CNN’s Brian Stelter opened Sunday's edition of "Reliable Sources" with a monologue defending the media's coverage of Special Counsel Robert Mueller‘s investigation as the country waits for the first details to be released.
BRIAN STELTER, CNN: News headlines are ubiquitous these days. Our phones alert us to the news. Cable is more like a rolling talk show, letting people be a part of the daily debate about how our country should be governed and how our world should work. I think that's a good thing. Some of the talk shows are really smart. The bad thing is when folks mix up the talk with the news.
Sometimes we let it get too blurry. Let me take this on. Partisans on the right are already claiming the end of the Mueller probe vindicates all of their prior positions. They are saying the media, the evil media, was wrong all along.
Donald Trump Jr. is tweeting out messages like this: "#CollusionTruthers." Accusing the press of pushing a narrative against his dad. Junior is making a rookie mistake. Mueller's assignment was to get to the truth about Russian interference.
Now, did many commentators and Democratic politicians allege collusion? Yes.
Did many journalists ask about it? Yes.
There is a giant difference between asking and telling. The job of the nation's news media is to ask, to question all sides to scrutinize and report on opposing points of view and only take the side of truth and decency. Someone should tell Jesse Watters that.
JESSE WATTERS, FOX NEWS: I feel like this delivers a knockout blow to the press and Democrats who have been saying collusion, collusion, collusion for the last two years.
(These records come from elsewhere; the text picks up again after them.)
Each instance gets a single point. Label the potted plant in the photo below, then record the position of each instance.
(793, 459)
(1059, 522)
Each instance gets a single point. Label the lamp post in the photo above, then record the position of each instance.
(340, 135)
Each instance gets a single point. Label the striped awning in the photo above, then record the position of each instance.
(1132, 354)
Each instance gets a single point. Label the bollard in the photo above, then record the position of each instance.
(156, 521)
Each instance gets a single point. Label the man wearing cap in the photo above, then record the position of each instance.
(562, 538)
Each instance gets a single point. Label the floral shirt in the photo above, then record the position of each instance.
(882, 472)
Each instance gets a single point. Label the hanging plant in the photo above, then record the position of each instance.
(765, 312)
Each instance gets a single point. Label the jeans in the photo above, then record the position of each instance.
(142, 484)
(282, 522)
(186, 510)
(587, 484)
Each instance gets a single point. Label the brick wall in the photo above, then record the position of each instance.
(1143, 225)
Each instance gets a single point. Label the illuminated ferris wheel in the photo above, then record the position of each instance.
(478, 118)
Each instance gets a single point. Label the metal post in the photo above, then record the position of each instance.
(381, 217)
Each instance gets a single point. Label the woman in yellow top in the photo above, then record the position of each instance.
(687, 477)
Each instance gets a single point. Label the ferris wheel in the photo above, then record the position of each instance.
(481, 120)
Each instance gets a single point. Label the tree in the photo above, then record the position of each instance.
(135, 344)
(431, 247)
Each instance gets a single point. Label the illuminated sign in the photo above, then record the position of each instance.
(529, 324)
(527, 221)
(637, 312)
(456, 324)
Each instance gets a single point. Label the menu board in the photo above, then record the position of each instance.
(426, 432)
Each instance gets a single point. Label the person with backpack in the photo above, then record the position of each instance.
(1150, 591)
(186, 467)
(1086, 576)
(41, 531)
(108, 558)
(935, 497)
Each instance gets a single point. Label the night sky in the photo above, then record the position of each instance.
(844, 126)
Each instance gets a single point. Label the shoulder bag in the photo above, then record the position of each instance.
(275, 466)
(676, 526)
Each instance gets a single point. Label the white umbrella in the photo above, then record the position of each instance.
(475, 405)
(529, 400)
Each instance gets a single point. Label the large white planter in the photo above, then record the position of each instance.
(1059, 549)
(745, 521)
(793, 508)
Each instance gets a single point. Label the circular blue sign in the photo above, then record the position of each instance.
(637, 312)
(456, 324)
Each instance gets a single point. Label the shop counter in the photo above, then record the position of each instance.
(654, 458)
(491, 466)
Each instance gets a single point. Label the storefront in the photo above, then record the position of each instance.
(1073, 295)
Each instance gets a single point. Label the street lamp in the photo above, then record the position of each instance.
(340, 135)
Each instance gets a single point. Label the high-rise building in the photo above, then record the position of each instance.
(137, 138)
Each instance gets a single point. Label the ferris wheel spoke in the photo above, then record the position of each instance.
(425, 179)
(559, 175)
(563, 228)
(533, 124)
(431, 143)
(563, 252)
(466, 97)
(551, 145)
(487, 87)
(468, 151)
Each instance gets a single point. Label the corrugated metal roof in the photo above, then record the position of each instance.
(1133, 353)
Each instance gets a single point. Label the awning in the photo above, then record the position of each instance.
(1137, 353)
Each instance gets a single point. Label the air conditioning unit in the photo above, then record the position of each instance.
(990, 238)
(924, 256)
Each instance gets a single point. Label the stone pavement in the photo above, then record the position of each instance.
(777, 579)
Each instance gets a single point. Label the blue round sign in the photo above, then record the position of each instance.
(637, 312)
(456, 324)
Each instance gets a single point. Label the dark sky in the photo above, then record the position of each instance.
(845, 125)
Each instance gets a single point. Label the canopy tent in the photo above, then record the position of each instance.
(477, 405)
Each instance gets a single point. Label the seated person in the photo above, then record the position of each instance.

STELTER: Watters should take his blinders off. Obviously, some opinion columnists and point-of-view news outlets have invested in an anti-Trump narrative. Others, like Watters, have promoted a pro-Trump narrative. That is our wild media world. But the president's kids and friends on Fox should be able to tell the difference between agenda-driven columnists and journalists trying to report. There is a big difference. There is difference between news and opinion.
I realize it can be hard to tune out all of the noise and just tune in to the news these days. If I had to pick speculation or solid reporting, I would pick solid reporting in a second. I bet you would too. Reporting is what adds the most value. Finding out something new, putting out new information into the world is the best feeling in journalism. It is the greatest value add. Hundreds of journalists have been trying to solve pieces of this Trump-Russia puzzle.
But here's the thing -- Speculation actually has value too. It helps open our eyes and our minds to what's possible.
I know people like to mock cable news in moments like this. It's an easy punch line, right? We are standing by to find out what the news is going to be. Waiting for AG Barr to tell us something. But that does have value too.
It gives us a place to go, a place to turn to. A recognition that you're not the only one who wants to know. I rearranged my plan so I can be close to a TV all day today with the hope that we are going to get some news from Barr by the end of the day.
This country needs to know what Mueller found and needs to know what he didn't find.
I think all of us as news citizens, news consumers, need to make sure our tuners work so we can distinguish what is true and news versus what is wishful thinking, speculation, opinion. We need to distinguish between what has actually happened and what might happen.
So don't be fooled by the partisans who cherry-pick the worst mistakes over individual journalists or the craziest ideas from commentators and claim that's the entire media. It's not.
We are waiting for the facts.
Here is what I know. You're going to hear it from the right for the next days and weeks to come. That the press has made all of this up to take down President Trump. The press is just following a trail that Trump created. He has proven time and time again he cannot be trusted. He is so dishonest that even America's allies don't know what to believe. He is so unpredictable that his aides sometimes don't know what to say or how to respond. That's the crucial context for whatever comes next.
Maybe every time he said, "no collusion," more than 231 times so far, maybe every time he said no collusion he was telling the truth. Maybe that's what Mueller found. If so, it would be a relief of the country. Trump's daily deceptions have given this country ample reasons to be suspicious. That's why there's so much noise. News coverage doesn't happen in a vacuum, speculation doesn't happen in a vacuum. Reporters don't ask questions for no good reason. Let's hope real research and real reporting can lead us out of this. The name Mueller has come to mean a lot of things. Hopefully it means truth. And hopefully soon.